Often Pittsburgh's unreliable late-night taxi service led to long layovers at the next-door pizza shop, known as Ron's Pizza Palace, which was somewhat less palatial than the name would have you believe. "Ron's Pizza Fallout Shelter" would be more accurate -- more pejorative, too, but not by an unfair margin.

That place is gone now, and the world will little note nor long remember the pizza that was made there, but I have an affection for the place, regardless. Yet I have far greater affection for fried foods -- fish and chips, English pasties, stuffed pot pies, oysters, shrimp, anything else you can jam into an industrial deep fryer.

If you share this affection, and I can't think of many who don't, I urge you to visit The Pub Chip Shop. There is nothing like it in Pittsburgh.

As Munch colleague Dan Gigler has noted in his own reporting on the place, The Pub Chip Shop is the vision of Piper's owner Drew Topping, who bought the pizza palace building years back and has been working toward an "authentic United Kingdom-style fish-and-chips shop" inspired by a 2009 trip to Scotland. It took years to get it done, but it was done right: exposed brick walls, handsome dark-wood wainscoting, and a brassy old National-brand cash register, for an antique touch. The place will do mostly a take-out business, but there is seating for 15 at butcher-block-style countertops, and it's zoned for outdoor seating, so that could be a possibility come summer.

But summer is a long way off, and nothing says winter like pot pies. The Pub Chip Shop sells eight of them, plus daily specials: Steak and ale ($7) is my current favorite, a mix of chopped steak and mushrooms in an aromatic beer-and-beef stock, encased in a sturdy fried pie about the size of your fist. A mushroom risotto pie was on special this week, an earthy, porridge-like mix of rice and mushrooms in the same crust.
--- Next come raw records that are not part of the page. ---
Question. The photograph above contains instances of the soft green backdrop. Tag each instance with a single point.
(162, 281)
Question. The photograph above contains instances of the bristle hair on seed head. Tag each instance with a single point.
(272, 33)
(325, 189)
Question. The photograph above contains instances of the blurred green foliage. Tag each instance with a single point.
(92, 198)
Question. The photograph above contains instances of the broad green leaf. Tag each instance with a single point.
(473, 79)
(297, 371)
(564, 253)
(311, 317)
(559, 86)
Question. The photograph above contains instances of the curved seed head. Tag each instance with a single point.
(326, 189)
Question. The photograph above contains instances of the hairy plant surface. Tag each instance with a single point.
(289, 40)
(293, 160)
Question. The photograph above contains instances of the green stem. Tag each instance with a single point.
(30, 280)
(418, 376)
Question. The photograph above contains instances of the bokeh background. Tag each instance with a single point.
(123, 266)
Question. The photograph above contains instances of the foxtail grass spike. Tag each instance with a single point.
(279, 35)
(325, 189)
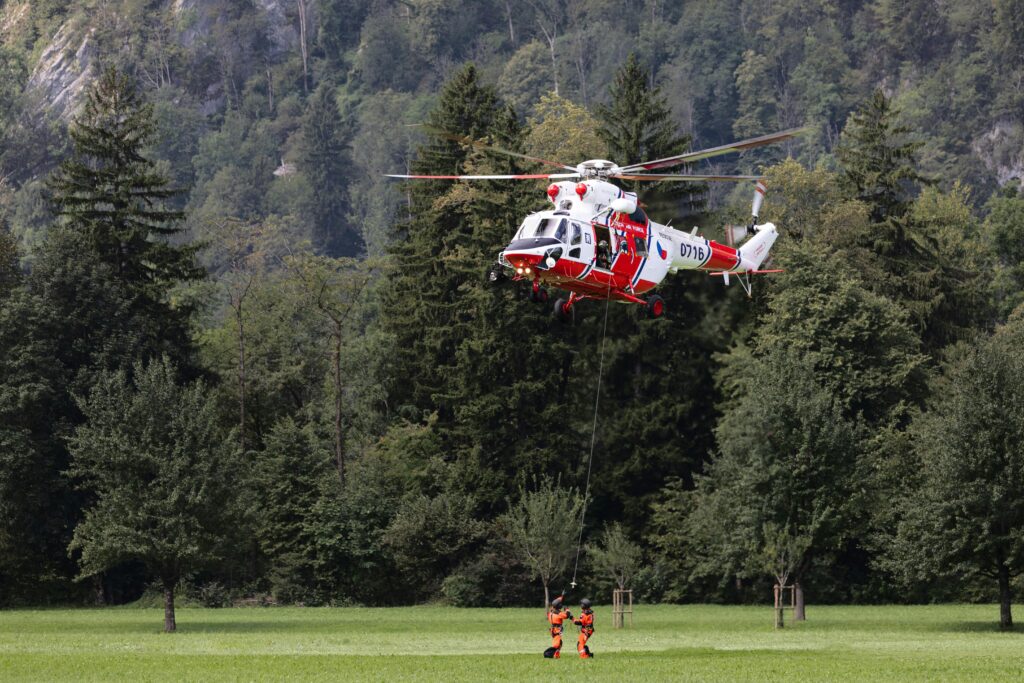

Also on the menu are baps (British sandwiches) and pasties, which resemble pint-sized calzones, stuffed with meat, cheeses and vegetables. The salmon pasty ($7, salmon, potatoes, onions, Welsh cheddar) might be the best of the bunch, if the least traditional of them. And the fried fish is, of course, the specialty of the house -- Munch has sampled both the standard beer-battered haddock ($8) and the breaded perch tacos ($5 apiece).

Put any of those pies, pastries or fish plates beside some fries ($2 as a side dish), or some Welsh cheddar mac and cheese ($4), and you have yourself a meal that is substantially more elegant that what you might expect from a fish-and-chip fry shop.

With so much ground to cover on the menu, I never made it to desserts: apple pie, deep-fried Mars bars, plus some fried seasonal foods. And we're not talking about seasonal fruits and vegetables; we're talking about a deep-fried Cadbury egg.

I don't stay out until 2 a.m. as much as I used to. But I know the South Side's taxi availability is as reliably unreliable as ever, and I imagine that a new generation of Carson Street carousers will soon find itself happily loitering at the Pub Chip Shop instead of Ron's on Sunday mornings, waiting for the taxi that will never come.

The Pub Chip Shop is at 1830 East Carson St., South Side; www.thepubchipshop.com or 412-381-2447. Open seven days, starting at 11 a.m.